The nature of tabletop role-playing games has always been collaborative. Dungeons & Dragons is a machine that makes more D&D. By its very nature, game masters are expected to share the content they produce with their players.

This naturally extended to fanzines, personified by Alarums & Excursions. Fanzine distribution was initially limited, but that changed once the Internet arrived, effectively unbalancing the stranglehold then-publisher of D&D TSR had over the game's future. What was once a vehicle for D&D's popularity became an existential threat to its brand.

That tension, between fandom and capitalism, continues to this day, as Wizard of the Coast's attempts to delegitimize the Open Game License recently demonstrated.

A Middle Path​

Early role-playing game innovations were often launched by creators frustrated with perceived flaws in D&D. Over time, these games would go on to become competitors to D&D itself, Tunnels & Trolls being a prime example.

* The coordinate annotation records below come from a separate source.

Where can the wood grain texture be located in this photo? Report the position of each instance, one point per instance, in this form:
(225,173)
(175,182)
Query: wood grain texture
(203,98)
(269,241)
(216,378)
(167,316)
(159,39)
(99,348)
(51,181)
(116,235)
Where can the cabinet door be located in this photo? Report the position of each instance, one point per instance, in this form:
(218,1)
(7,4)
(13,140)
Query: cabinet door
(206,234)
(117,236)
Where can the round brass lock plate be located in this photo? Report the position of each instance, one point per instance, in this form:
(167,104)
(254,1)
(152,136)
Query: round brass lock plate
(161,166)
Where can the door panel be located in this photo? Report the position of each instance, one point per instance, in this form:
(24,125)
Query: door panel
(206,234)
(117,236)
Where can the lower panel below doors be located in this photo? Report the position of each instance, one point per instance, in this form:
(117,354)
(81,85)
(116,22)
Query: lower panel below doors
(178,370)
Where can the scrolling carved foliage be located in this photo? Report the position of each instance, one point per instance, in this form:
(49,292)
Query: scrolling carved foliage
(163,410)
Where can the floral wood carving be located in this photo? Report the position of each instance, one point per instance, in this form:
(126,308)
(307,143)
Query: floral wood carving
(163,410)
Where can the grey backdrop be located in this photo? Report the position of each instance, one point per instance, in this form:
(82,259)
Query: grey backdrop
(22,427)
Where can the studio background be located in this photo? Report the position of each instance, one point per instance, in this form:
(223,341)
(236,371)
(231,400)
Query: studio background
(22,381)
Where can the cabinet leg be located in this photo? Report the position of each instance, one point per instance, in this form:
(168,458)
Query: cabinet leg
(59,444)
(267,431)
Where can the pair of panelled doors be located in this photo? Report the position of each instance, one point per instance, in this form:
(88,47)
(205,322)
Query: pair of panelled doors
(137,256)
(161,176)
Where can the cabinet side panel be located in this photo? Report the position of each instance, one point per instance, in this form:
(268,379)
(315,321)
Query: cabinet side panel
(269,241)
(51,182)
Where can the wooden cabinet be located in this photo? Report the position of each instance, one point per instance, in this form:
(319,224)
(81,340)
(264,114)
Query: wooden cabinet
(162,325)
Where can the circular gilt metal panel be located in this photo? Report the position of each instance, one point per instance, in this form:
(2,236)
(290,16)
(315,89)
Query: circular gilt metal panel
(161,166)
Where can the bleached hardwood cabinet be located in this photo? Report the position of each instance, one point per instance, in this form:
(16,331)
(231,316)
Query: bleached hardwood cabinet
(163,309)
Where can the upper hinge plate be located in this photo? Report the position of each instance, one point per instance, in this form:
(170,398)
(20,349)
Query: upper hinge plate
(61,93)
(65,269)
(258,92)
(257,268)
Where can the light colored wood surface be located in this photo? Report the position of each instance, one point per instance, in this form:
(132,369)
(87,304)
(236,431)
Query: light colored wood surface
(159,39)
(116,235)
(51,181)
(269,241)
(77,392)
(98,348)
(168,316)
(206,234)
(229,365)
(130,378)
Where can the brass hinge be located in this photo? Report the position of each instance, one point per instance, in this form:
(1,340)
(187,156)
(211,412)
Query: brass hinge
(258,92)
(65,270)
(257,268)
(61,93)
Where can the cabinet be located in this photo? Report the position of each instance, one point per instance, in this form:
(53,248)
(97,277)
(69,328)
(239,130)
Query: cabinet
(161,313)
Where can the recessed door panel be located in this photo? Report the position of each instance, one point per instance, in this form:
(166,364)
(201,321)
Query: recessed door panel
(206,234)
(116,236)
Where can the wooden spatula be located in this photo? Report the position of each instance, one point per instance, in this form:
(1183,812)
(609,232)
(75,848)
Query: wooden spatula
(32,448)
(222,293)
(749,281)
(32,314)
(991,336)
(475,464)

After TSR's numerous attempts to control its fandom through threats of lawsuits, it was acquired by Wizards of the Coast, who altered course. Gone were the hostile overtures towards fans, replaced by a new model in which fans could potentially make money by leveraging the core rulebooks without competing with them. The Open Game License unleashed all that fan creativity with the opportunity to make a profit. The Dungeon Masters Guild created an even closer relationship between iconic D&D settings and fans looking to share their work.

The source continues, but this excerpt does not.